Interestingly there is nothing whatsoever provided in terms of how SMS Tipster actually works. Andrew Mount claims that he has “worked hard to obtain these tips” and that he started out sending them to a few friends before developing this into SMS Tipster. Unfortunately there is nothing of substance stated outside of this. Interestingly, he does claim that as a tipster SMS Tipster is subject to being treated as financial aid and so he has had to “Register his company [SMS Tipster]” and that he is now “Fully licensed [and] regulated”.
What is the initial investment?
There are three different options that you can sign up for with SMS Tipster. The first of these is horse racing tips only whilst the second option is football tips only. These will both cost you £18.99 for 3 months of tips via SMS (allegedly reduced from £29.99). Alternatively you can get both sets of tips for £24.99 which is claimed to carry a discount down from £47.99. This is sold through Clickbank so comes with a 60 day money back guarantee however Andrew Mount says that SMS Tipster is a free service (there is a lot of confusion surrounding this).

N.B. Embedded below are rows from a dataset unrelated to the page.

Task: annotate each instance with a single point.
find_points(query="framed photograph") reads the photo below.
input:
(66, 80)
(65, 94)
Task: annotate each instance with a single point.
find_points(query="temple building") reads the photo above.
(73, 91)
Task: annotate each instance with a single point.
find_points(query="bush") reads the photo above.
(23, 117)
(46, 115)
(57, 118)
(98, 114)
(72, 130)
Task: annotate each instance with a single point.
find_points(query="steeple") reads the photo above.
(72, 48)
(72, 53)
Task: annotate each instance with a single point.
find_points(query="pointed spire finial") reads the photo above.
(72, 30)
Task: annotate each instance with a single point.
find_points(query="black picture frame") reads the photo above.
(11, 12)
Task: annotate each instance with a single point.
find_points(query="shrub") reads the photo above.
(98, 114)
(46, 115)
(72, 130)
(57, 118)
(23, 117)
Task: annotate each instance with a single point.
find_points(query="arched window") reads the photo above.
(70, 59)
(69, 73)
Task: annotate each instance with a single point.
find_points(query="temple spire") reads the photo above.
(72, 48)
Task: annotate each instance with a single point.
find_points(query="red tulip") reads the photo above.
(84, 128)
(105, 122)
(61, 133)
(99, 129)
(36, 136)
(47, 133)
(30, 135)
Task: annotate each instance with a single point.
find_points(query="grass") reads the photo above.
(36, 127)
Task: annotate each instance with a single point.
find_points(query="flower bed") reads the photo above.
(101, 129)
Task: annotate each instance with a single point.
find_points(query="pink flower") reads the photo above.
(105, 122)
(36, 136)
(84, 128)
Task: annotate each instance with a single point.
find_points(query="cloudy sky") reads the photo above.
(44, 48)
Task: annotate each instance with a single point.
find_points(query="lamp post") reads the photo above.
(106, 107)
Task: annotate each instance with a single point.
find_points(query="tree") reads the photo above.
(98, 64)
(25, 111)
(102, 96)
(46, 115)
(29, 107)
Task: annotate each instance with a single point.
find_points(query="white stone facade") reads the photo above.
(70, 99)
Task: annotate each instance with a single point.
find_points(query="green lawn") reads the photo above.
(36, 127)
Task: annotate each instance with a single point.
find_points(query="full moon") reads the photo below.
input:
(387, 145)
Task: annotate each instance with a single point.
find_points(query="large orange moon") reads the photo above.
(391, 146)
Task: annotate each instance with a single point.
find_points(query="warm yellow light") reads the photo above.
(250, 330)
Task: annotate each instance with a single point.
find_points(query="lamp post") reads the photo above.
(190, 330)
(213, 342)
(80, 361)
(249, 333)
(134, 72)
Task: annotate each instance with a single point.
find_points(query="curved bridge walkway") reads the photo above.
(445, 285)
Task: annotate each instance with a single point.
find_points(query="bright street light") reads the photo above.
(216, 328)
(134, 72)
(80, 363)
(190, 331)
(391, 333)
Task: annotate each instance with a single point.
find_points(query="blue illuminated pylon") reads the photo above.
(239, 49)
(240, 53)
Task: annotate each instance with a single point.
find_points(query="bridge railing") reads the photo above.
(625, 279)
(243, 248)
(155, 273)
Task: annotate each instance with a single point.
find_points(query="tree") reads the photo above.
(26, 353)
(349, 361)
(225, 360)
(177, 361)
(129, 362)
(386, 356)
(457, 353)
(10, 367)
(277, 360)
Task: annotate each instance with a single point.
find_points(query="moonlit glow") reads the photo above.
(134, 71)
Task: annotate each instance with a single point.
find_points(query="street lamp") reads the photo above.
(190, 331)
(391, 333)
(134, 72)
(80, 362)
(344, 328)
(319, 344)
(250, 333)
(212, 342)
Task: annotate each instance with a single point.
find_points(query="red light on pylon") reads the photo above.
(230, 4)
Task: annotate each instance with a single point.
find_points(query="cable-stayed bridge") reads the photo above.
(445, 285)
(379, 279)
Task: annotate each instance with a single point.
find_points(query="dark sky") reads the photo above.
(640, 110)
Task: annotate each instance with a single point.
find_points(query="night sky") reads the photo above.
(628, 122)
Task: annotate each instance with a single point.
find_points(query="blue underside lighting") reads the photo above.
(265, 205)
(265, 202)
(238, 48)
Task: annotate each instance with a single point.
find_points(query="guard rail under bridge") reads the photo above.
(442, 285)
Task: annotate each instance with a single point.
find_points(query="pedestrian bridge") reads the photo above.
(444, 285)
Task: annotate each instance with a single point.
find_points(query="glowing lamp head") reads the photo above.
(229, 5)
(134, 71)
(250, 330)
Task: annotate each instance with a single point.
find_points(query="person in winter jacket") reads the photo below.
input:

What is the rate of return?
According to what little information that SMS Tipster provides in this regard the service made £4,075 of profit which amounts to bank growth of 187.78%. Andrew Mount also suggests that he makes enough through his tips to live life as a professional bettor.
Conclusion of SMS Tipster
There are a number of red flags that I can see straight away when I look at SMS Tipster. The first of these is that the sales page carries all the hallmarks of lazy copywriting demonstrating and selling a lifestyle rather than a product. The second issue with SMS Tipster is that whilst Andrew Mount says that he has proofed the system (showing a screenshot of SMS Tipster ranking first on a league table that I neither recognise the website of, nor can I find it online) there isn’t any access actually provided to this proofing. This is all very suspect to me and without a way of ascertaining the selection process for SMS Tipster I simply don’t see how you can make an informed purchase and so I’d recommend avoiding it.